Space exploration is a rich person’s game. Every time you see a rocket launched from the Kennedy Space Center, thunderously clawing its way above the Earth’s atmosphere, this represents an expenditure of tens of millions or even hundreds of millions of dollars. The cash equivalent of each space shuttle launch was a cube of US dollar bills about 25 feet (8 meters) on a side.
The reason for this is simple. Historically, rockets have been a single-use object — imagine the cost of commuting to work if you had to buy a new car each day.
Thus, Thursday, March 30, marked what might well be a watershed moment in the annals of rocketry — one that could greatly increase the prospect of deep space travel. A company named SpaceX successfully reused a rocket to launch a satellite into space.
Founded in 2002 by entrepreneur Elon Musk, SpaceX has been in the vanguard of commercial space exploration. Musk has long been a proponent of colonizing the planet Mars and he has used his considerable wealth to develop reusable rocket technology.
SpaceX’s current equipment consists of the Falcon 9 two-stage rocket system and the Dragon payload and crew module. The Falcon 9 lifts the payload into orbit. While the second stage of the rocket is currently designed to fall to Earth and burn up in the atmosphere, for several years SpaceX has been developing the ability to gently land the first stage vertically either on a pad near the launch facility or on platforms floating in the ocean several hundred miles from the launch site.

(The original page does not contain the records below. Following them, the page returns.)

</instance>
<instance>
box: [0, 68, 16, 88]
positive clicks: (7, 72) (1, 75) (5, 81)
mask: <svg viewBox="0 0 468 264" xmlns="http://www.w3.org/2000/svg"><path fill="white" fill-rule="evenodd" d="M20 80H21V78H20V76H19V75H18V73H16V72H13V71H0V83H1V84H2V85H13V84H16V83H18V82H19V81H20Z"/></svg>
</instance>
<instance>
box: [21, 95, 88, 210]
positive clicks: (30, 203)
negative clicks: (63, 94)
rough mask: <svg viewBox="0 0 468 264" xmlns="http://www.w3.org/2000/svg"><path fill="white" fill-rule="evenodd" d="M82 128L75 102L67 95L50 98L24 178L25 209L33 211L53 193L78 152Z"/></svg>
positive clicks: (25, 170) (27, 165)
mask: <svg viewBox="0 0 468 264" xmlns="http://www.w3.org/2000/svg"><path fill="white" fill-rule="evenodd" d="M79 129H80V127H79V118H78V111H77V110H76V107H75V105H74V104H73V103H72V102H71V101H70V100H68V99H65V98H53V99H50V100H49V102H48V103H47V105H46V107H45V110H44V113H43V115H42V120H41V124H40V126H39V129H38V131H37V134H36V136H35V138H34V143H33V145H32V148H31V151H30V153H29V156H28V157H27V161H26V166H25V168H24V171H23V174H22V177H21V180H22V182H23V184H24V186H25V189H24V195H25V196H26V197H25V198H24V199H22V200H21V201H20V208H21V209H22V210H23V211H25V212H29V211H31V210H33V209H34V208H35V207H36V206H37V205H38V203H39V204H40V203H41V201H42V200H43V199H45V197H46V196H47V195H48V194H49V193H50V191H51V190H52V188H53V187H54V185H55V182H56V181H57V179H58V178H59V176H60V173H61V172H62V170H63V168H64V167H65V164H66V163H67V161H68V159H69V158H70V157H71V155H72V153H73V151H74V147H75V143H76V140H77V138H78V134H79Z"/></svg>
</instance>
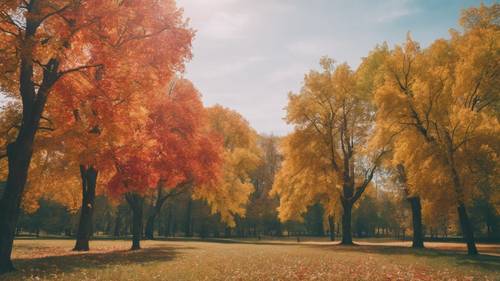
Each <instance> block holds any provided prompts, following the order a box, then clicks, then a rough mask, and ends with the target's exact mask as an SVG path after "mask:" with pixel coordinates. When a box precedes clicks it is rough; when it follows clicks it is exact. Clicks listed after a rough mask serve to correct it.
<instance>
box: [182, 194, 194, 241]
mask: <svg viewBox="0 0 500 281" xmlns="http://www.w3.org/2000/svg"><path fill="white" fill-rule="evenodd" d="M192 209H193V200H191V198H189V201H188V205H187V208H186V221H185V222H184V233H185V235H186V237H191V236H193V231H192V229H191V227H192V224H191V220H192V219H193V218H192V216H193V214H192V212H193V210H192Z"/></svg>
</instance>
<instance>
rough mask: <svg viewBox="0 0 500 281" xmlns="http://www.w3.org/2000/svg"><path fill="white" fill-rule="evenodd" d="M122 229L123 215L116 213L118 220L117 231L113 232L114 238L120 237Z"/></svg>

The first successful land-based landing occurred on December 22, 2015, at LZ-1 at Cape Canaveral Air Force Station, while the first landing on a barge-like ship occurred in the Atlantic on April 8, 2016.
There have been several other successful vertical landings, but none of these rockets had been reused until now. Thursday, SpaceX launched a geostationary communications satellite using a refurbished first stage Falcon 9 booster. The launch not only successfully inserted the satellite into orbit, but the booster again landed as planned on a floating platform located in deep water off the Florida coast.
So, these successes are technically satisfying, but are they important? They most certainly are. In fact, they could be a game-changer.
The reason is simple. The price of the fuel is only about 1% of the total cost of a rocket launch. The rest is the rocket itself, with 70% of the price tied up in the first stage of the booster. Being able to reuse the rocket represents a huge cost savings. Industry estimates suggest that reusing the first stage of the Falcon 9 booster might lead to a 30% reduction in the launch costs.
Thus, the typical cost of a SpaceX launch of $62 million might be reduced to $43 million — a considerable contribution to the satellite company’s bottom line. The cost of Thursday’s launch has not been released, but SES, the company owning the satellite that was launched, has said they were interested in an even lower price of $30 million for this first attempt.
SpaceX is developing a viable commercial launch ability, but Musk has not been shy about his ultimate goal of colonizing Mars. In September 2016, he gave a talk to the International Astronautical Congress called “Making Humans a Multiplanetary Species,” in which he laid out his vision. One of the key requirements to make that happen is to develop a robust and reliable technology that reuses the rocket components.
Musk has made clear his near-term goal is is to drop the launch costs to 10% of the current costs, with a longer-term goal of dropping the launch price tag to 1%. If successful, a launch that costs $62 million in 2016 will eventually be $620,000.
A viable Martian colonization strategy will require an even greater reduction in the price tag, but this recent development is a key step toward a much grander goal.
On September 12, 1962, President John F. Kennedy gave an inspiring speech at Rice University, my alma mater, where he said, “We choose to go to the moon in this decade … not because (it is) easy, but because (it is) hard.”
Kennedy was speaking to Americans, but it was all of humanity that watched raptly on July 20, 1969, as Neil Armstrong took humanity’s first halting steps on a heavenly body other than Earth.
The recent SpaceX achievement does not rise to that level of accomplishment, but there is no question that we have achieved a different, but important, step. The day that mankind returns to deep space is that much closer.